"Jika seseorang ingin menjadi yang terdahulu, hendaklah ia menjadi yang terakhir dari semuanya dan pelayan dari semuanya." (Mrk 9: 35)
Kontroversial, ya, kan?!
Mengakui ingin menjadi yang terdahulu saja tidak mudah, karena orang mengingkarinya agar diri terhindar dari rasa bersalah atas dosa kesombongan.
Setelah berhasil jujur mengakui adanya keinginan untuk menjadi unggul pun tidaklah menjadikannya lebih mudah. Ayat di atas ibarat pagar yang menghalangi nafsu seseorang untuk melompatinya.
Sungguh sulit untuk membelokkan hasrat unggul menjadi kesediaan hati agar menjadi yang terakhir dan pelayan dari semua. Terutama saat individu menempatkan dirinya sebagai bagian yang terpisah dari semua yang lain.
Namun ini rasanya akan langsung diterima hati manakala seseorang memandang dirinya sebagai satu kesatuan dengan semua. Seperti seorang dokter yang bertanggung jawab menyembuhkan sejumlah pasien, tentu ia akan mendahulukan dari yang paling kritis, dan baru melayani keluhan yang teringan di urutan terakhir.
Orang bilang, proses karya berawal dari rancangan ide yang tercipta di benak, lalu mendorong rasa antusias untuk merealisasikan ide, serta nyata melakukan karsa untuk mengeksekusinya. Cipta, rasa, dan karsa.

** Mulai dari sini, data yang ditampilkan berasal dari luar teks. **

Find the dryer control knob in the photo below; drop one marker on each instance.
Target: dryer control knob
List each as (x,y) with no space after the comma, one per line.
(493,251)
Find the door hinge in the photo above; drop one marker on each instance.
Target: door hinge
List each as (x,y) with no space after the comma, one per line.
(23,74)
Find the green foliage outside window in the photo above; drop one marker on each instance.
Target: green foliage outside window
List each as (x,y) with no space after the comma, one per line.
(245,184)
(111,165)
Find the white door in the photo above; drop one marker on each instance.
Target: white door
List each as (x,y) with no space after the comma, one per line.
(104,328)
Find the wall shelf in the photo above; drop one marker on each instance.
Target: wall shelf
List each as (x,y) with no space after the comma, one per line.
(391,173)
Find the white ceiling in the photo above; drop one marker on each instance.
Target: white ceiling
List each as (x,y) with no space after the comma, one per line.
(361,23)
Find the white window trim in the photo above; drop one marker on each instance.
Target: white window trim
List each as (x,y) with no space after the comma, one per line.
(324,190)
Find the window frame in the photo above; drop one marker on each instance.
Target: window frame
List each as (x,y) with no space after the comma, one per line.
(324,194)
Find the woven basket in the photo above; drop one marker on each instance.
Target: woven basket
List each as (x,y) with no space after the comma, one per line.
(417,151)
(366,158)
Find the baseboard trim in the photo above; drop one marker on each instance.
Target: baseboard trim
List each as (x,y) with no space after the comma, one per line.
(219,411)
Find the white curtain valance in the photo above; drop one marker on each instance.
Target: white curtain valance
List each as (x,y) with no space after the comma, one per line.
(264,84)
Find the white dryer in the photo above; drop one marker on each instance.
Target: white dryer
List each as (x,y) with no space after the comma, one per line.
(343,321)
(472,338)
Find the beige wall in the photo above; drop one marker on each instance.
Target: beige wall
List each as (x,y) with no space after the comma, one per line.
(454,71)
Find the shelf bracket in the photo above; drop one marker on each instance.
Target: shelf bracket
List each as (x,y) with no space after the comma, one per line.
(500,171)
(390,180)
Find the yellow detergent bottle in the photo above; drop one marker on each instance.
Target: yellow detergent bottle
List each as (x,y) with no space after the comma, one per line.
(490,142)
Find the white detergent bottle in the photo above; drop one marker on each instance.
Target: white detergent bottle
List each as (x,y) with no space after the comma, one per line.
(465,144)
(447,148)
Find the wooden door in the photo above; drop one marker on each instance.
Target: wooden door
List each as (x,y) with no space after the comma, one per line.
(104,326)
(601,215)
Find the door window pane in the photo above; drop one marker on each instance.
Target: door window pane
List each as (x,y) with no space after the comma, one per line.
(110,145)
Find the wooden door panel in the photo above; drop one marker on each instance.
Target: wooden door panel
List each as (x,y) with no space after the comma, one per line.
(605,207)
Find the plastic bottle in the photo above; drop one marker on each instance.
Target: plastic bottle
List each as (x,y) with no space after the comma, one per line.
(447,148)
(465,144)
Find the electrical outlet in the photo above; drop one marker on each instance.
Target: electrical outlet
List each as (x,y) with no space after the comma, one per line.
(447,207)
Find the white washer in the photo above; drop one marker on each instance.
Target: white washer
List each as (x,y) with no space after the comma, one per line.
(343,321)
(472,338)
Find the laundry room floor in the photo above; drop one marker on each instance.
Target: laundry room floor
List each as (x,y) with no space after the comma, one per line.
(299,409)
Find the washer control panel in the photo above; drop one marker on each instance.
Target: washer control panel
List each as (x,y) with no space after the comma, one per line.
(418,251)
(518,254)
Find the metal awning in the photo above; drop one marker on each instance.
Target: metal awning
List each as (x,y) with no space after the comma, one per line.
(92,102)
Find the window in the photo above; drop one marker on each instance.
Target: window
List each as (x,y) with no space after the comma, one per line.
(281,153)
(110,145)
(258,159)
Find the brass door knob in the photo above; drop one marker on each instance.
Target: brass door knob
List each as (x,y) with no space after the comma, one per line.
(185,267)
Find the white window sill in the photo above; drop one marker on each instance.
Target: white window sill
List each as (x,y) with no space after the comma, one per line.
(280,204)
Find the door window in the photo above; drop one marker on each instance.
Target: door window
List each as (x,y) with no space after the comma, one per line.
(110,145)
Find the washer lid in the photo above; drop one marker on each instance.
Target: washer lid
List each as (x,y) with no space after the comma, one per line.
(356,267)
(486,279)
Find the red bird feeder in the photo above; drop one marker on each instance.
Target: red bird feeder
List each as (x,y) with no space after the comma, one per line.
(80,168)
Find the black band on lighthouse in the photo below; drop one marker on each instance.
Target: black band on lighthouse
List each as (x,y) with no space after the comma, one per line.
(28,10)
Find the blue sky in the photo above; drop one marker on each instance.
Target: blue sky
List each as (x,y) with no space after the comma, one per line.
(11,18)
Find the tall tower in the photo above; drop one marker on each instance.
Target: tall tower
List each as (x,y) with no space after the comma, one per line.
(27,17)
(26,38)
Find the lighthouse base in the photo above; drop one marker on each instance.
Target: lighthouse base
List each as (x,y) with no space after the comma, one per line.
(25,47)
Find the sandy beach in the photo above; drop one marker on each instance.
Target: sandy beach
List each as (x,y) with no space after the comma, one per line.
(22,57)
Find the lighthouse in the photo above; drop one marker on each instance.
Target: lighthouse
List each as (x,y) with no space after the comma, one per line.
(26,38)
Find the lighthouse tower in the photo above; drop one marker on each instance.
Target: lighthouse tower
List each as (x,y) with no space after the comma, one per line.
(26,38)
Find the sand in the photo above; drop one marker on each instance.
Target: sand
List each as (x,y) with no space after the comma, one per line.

Namun bagaimana bila rasa ternyata menolak gagasan yang tercipta? Seperti hati yang belum sepenuhnya menerima, atau masih suka plin plan menerima-menolak terhadap gagasan "diri sebagai satu kesatuan, dan baiklah sang diri unggul rela menjadi yang terakhir dan pelayan untuk semua"?
Bukankah sebuah keindahan terasa menyentuh saat pikir berimaji tentang seorang istri pertama yang ikhlas melayani pemenuhan kepentingan istri-istri muda seperti seorang kakak yang mengasuh dan mengasihi adik-adiknya? Atau seorang pemimpin tertinggi negara yang melepas hak memperoleh layanan prioritas dan memilih bertekun untuk melayani rakyatnya daripada dilayani secara istimewa? Â
Bisakah genggaman rasa keberatan hati ini saya lepaskan? Bisa.